VPNFilter, the malware framework that co-opted half a million networking devices into a botnet earlier this year, has “even greater capabilities” than previously documented, new research shows.
Talos, Cisco’s threat intelligence unit, said it recently found seven more VPNFilter modules that “add significant functionality to the malware,” whose botnet loomed over Ukraine ahead of a key soccer match in late May as well as an important public holiday in that country.
Among the newly discovered capabilities of VPNFilter are the ability to exploit endpoint devices via compromised network gear, plus “data filtering and multiple encrypted tunneling capabilities to mask command and control and data exfiltration traffic,” Talos researcher Edmund Brumaghin wrote in a blog post Wednesday.
The VPNFilter-enabled botnet had the ability to “brick” or disable hundreds of thousands of devices, so researchers and U.S. law enforcement urgently sought to raise awareness of and mitigate the threat.
The same week in May that Talos exposed VPNFilter, the FBI announced it had seized a domain that was part of the botnet’s command-and-control infrastructure, and the Justice Department pinned the botnet on Fancy Bear, the infamous Russian government-linked hacking group.
While such countermeasures had “mostly neutralized the threat from VPNFilter, it can still be difficult to detect in the wild if any devices remain unpatched,” Brumaghin wrote in the new research.
VPNFilter’s sophistication demands everyone’s attention, he wrote, adding: “Only an advanced and organized defense can combat these kinds of threats, and at the scale that VPNFilter is at, we cannot afford to overlook these new discoveries.”
Russian government-backed hackers have allegedly used obfuscation techniques to mask their operations — including a February campaign against the Winter Olympics in South Korea, according to reporting from The Washington Post.
VPNFilter, which infected an estimated 500,000 routers and other networking devices in 54 countries, is also notable for its ability to muddy the attribution waters, according to Talos.
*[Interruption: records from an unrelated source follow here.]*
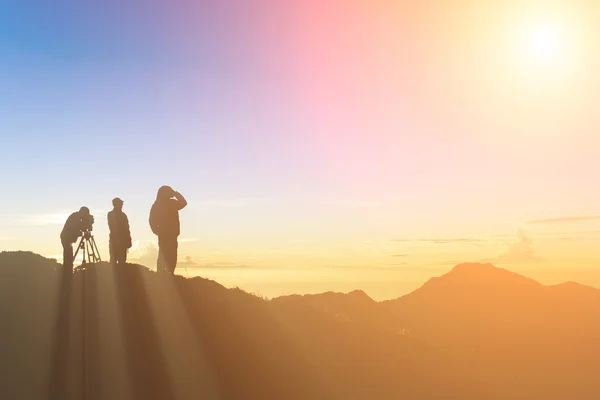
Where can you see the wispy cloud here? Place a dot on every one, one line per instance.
(231, 203)
(518, 251)
(188, 262)
(473, 241)
(54, 218)
(57, 218)
(564, 220)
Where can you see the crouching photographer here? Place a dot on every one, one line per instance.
(80, 223)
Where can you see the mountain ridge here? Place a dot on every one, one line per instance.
(147, 337)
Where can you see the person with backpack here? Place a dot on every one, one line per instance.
(164, 222)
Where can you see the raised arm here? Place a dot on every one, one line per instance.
(181, 201)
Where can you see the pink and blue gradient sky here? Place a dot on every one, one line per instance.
(322, 145)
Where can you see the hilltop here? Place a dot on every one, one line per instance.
(128, 333)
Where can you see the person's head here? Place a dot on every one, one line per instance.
(117, 204)
(164, 193)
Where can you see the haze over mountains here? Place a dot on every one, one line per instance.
(478, 332)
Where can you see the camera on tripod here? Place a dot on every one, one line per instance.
(87, 225)
(87, 244)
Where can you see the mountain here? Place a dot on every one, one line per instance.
(478, 332)
(129, 333)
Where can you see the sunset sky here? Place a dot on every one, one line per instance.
(322, 145)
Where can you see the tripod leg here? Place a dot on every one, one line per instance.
(79, 246)
(95, 250)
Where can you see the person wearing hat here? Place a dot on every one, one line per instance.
(120, 235)
(76, 224)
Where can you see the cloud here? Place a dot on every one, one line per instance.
(187, 240)
(473, 241)
(58, 218)
(188, 262)
(564, 220)
(519, 251)
(231, 203)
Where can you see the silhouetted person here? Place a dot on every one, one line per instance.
(164, 222)
(120, 235)
(73, 229)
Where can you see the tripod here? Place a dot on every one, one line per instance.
(87, 244)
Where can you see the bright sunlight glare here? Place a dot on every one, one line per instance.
(546, 44)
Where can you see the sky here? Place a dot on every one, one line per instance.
(322, 145)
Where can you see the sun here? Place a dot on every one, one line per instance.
(545, 44)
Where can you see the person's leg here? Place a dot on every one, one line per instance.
(67, 256)
(160, 263)
(111, 250)
(173, 256)
(122, 255)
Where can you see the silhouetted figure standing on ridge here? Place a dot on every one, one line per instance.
(120, 235)
(164, 222)
(73, 229)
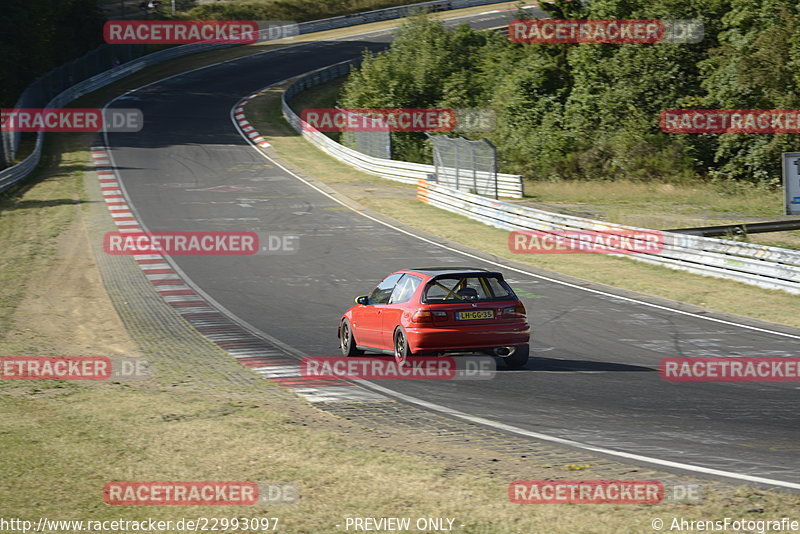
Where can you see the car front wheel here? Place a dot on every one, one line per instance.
(346, 340)
(401, 351)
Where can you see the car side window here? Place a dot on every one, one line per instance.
(405, 289)
(381, 294)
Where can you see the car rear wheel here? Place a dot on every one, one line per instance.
(401, 352)
(346, 340)
(519, 358)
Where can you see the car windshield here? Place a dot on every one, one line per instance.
(470, 288)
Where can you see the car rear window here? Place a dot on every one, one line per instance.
(467, 288)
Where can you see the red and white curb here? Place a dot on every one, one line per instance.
(250, 350)
(244, 124)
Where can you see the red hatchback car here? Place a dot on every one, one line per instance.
(438, 310)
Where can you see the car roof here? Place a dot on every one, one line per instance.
(444, 271)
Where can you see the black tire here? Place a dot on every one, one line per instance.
(519, 358)
(347, 342)
(401, 352)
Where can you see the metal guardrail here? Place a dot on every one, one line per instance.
(508, 185)
(759, 265)
(740, 229)
(12, 175)
(390, 13)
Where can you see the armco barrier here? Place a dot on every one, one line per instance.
(508, 185)
(759, 265)
(16, 173)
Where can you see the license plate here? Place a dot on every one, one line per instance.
(473, 315)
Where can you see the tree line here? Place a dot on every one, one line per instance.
(37, 36)
(591, 111)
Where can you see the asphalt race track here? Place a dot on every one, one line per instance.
(593, 377)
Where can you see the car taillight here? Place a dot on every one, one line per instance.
(517, 311)
(428, 316)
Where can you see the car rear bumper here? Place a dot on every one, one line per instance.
(477, 337)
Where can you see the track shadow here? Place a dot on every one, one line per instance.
(567, 366)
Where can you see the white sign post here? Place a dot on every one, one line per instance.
(791, 182)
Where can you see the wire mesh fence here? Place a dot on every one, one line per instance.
(465, 165)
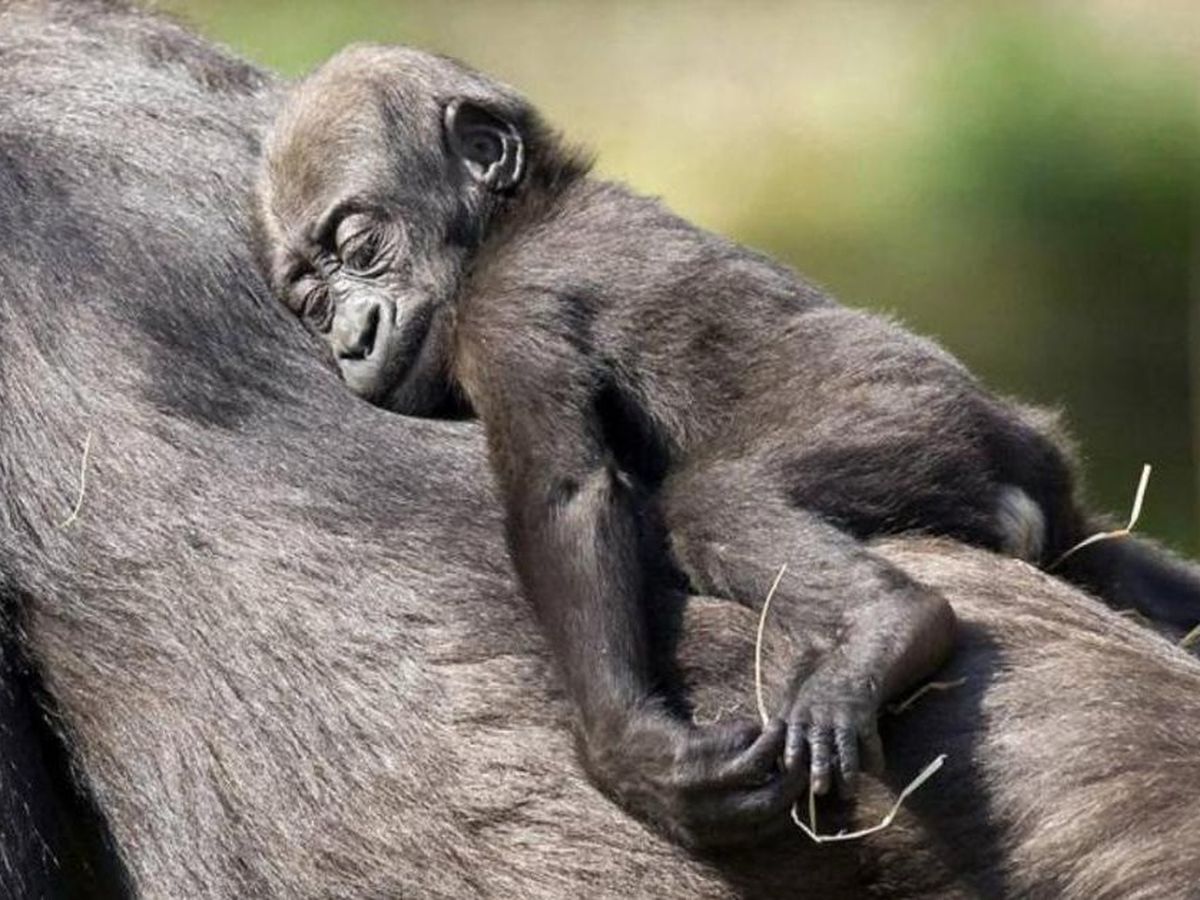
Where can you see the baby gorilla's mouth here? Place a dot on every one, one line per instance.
(366, 341)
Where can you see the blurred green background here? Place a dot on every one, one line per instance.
(1020, 180)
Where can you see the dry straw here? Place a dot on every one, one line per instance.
(83, 484)
(1120, 532)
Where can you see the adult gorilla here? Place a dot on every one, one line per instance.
(281, 640)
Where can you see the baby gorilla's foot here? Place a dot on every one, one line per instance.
(702, 786)
(832, 727)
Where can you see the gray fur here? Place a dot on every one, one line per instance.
(282, 641)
Among the newfound capabilities of the malware framework is an ability “to build a distributed network of proxies” that could be used in future attacks to hide the true source of traffic – making it look like the attacks came from devices compromised by VPNFilter, according to Brumaghin.
The new findings confirm that “VPNFilter provides attackers all of the functionality required to leverage compromised network and storage devices to further pivot into and attack systems within the network environments that are being targeted,” he added.
Ahead of the May announcement on VPNFilter, Cisco was able to share malware samples with members of the nonprofit Cyber Threat Alliance (CTA) so that corporations could ready defenses against the threat. Neil Jenkins, CTA’s chief analytic officer, confirmed Wednesday the alliance did the same in advance of the new research.